つぎは「お笑い」から「ムード」へでお願いします(^^)
by Ma-toshi (2007-06-15 22:41) 

deacon_blue

☆ いやこれがあるのだフォークなら。
典型的な一曲「恋」(松山千春)。

☆ 1970年代半ばまでのムード歌謡はイコール有線放送でした。あたしの地区のラジオでやっていた歌謡曲のランキング番組は,有線放送ベスト20の日だけ,ほかの日と全く違う曲のオンパレードで当時は非常に萎えました(爆笑)。そのせいでいろんな歌謡曲を知ることが出来たので,世の中何が幸いするか分からない(再爆)。

☆ 70年代のソロ歌手で女心と来れば中条きよしのデビュー三連作でしょう。
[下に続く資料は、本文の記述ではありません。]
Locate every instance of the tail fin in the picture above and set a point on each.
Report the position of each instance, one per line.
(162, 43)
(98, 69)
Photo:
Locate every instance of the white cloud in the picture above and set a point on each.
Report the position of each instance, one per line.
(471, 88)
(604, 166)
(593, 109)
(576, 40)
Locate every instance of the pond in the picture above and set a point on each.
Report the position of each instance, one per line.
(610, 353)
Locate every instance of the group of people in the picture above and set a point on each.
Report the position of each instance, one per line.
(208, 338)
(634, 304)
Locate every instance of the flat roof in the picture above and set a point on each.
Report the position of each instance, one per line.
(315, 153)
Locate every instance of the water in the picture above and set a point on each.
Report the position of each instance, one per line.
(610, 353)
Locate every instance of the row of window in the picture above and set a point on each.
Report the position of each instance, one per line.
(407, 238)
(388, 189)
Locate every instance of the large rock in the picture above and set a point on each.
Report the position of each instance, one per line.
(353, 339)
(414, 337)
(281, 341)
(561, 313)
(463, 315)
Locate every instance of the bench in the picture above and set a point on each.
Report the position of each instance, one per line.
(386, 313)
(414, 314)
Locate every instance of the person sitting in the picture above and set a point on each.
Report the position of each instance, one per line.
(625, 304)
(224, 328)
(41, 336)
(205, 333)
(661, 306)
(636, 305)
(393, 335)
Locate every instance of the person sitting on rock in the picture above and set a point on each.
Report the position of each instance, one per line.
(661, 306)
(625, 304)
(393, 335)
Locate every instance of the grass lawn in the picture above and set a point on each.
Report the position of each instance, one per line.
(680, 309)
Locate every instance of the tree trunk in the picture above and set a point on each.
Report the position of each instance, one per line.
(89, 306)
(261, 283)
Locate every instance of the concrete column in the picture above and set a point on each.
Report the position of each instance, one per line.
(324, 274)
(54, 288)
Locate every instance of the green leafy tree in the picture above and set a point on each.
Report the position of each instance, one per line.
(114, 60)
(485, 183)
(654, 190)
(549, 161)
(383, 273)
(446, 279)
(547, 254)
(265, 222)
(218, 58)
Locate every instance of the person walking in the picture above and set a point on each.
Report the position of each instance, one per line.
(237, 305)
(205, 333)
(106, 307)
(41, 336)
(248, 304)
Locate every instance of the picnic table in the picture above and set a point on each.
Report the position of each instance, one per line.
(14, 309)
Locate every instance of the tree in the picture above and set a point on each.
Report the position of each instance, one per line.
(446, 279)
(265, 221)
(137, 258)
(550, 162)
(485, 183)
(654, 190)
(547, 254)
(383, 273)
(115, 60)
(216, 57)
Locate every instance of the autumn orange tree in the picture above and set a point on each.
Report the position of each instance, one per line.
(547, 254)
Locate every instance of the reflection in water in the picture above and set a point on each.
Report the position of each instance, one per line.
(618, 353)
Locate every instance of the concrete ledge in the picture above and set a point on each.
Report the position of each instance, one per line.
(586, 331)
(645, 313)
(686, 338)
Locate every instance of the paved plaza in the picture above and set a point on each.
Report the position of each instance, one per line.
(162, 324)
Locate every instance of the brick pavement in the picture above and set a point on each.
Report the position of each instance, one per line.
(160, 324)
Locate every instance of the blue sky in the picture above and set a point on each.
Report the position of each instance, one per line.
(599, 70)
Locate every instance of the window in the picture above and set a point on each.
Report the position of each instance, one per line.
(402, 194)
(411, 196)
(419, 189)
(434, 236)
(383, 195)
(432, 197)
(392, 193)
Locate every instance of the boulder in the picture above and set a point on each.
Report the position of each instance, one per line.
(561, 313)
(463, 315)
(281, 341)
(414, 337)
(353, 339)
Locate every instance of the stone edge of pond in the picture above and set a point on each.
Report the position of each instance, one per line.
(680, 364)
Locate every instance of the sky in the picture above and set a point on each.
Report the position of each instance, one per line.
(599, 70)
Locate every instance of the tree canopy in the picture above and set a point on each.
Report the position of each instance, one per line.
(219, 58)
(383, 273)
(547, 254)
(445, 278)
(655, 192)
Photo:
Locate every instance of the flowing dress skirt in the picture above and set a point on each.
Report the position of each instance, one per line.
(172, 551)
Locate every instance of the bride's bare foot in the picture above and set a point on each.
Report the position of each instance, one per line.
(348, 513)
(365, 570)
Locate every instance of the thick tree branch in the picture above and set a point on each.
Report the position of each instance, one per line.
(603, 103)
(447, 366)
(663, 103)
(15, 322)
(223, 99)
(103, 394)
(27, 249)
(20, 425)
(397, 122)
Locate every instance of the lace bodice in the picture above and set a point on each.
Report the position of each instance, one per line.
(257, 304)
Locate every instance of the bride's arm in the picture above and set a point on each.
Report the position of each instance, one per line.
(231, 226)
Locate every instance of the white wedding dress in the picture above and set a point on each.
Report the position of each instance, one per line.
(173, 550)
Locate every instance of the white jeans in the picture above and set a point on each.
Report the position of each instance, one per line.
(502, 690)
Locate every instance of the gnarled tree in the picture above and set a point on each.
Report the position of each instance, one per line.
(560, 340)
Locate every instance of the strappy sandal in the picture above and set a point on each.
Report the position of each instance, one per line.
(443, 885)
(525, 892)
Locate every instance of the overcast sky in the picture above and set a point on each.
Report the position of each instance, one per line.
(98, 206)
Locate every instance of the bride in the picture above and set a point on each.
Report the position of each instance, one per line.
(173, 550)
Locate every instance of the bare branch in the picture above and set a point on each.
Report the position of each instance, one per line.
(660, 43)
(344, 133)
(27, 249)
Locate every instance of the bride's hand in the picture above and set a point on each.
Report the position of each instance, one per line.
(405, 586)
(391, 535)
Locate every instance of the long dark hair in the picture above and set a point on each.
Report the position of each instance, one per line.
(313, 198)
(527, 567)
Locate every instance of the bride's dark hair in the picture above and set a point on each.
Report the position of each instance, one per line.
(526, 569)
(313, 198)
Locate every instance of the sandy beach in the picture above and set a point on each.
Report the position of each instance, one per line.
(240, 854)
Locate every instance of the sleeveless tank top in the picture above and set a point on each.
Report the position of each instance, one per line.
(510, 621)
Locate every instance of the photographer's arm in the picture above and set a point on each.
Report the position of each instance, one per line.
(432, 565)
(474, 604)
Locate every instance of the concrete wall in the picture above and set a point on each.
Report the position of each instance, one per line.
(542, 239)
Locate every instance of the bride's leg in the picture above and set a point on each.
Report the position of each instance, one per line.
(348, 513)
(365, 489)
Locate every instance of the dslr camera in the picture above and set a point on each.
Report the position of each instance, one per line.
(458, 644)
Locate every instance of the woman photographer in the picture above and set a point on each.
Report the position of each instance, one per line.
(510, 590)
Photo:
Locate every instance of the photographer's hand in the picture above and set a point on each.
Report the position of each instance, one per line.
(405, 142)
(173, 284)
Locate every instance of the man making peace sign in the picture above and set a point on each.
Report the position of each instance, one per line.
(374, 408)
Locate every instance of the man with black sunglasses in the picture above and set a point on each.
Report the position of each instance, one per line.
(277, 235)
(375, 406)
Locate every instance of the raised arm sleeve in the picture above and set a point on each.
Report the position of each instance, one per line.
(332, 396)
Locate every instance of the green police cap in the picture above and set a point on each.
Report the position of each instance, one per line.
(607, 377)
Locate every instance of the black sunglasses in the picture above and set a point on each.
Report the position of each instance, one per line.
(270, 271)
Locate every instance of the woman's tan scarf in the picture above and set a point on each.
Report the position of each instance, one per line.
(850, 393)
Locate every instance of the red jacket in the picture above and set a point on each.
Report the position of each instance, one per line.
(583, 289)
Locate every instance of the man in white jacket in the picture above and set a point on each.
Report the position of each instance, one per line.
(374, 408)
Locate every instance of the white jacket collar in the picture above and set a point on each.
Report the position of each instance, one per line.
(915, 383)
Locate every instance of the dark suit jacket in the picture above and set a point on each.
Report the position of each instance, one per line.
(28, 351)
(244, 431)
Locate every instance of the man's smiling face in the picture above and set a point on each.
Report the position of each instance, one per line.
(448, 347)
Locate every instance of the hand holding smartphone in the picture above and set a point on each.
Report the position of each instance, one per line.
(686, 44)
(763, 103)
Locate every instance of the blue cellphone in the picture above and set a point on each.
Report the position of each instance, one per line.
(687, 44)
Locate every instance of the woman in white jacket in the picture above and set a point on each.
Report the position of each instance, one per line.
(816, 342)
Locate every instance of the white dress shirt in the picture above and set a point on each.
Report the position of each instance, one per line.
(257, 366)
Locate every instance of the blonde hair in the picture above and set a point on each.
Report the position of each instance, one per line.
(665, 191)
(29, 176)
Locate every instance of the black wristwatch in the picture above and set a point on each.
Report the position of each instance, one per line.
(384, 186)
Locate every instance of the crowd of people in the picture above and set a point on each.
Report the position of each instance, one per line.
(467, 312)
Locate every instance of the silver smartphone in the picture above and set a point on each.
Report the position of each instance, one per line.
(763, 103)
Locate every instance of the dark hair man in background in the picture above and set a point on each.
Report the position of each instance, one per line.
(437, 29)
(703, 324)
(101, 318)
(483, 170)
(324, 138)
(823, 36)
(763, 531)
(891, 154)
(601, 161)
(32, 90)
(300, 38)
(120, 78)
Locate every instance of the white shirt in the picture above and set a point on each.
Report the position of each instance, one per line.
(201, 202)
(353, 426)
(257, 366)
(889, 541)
あれを聴けば「夜の蝶」が何だか良く分かると思っていたマセガキでした(自爆)。
by deacon_blue (2007-06-16 00:45) 

MOMO

Mashi☆Toshiさん、

とめていただいて、ありがとうございます。
まあ、おおむね右から左へ聞きしていただけたと思いますが、最後のわるあがきをしてしまいました。ご容赦を。


deacon_blueさん、

松山千春はデビュー曲「旅立ち」もそうですね。
さだまさし(グレープ)にもありますし、因幡晃、井上陽水、かぐや姫、アリス、長渕剛……ってほとんど?。吉田拓郎は見あたらないけど。
中条きよしはそうでしたし、演歌も多いですね。森進一、細川たかし、五木ひろし、小林旭……。北島三郎ぐらいか。さぶちゃんはビジュアルで無理だったのかも。
みんな“女装趣味”があるんだ。気持分かるな。2種類の人生を生きられるとしたら、こんなおもしろいことはありませんから。
by MOMO (2007-06-17 21:50) 

deacon_blue

☆ MOMOさん。拓郎は基本的に詞を書かないから。。。あとこうせつも他人に書いてもらった詞が多い。長渕は最初の路線を放棄してからああいうことになったと思います。それはそれで潔いと思うけど。

☆ サブちゃんは「○○の女」シリーズをやった以上,女心を求める男心になるのはしょうがないでしょうね。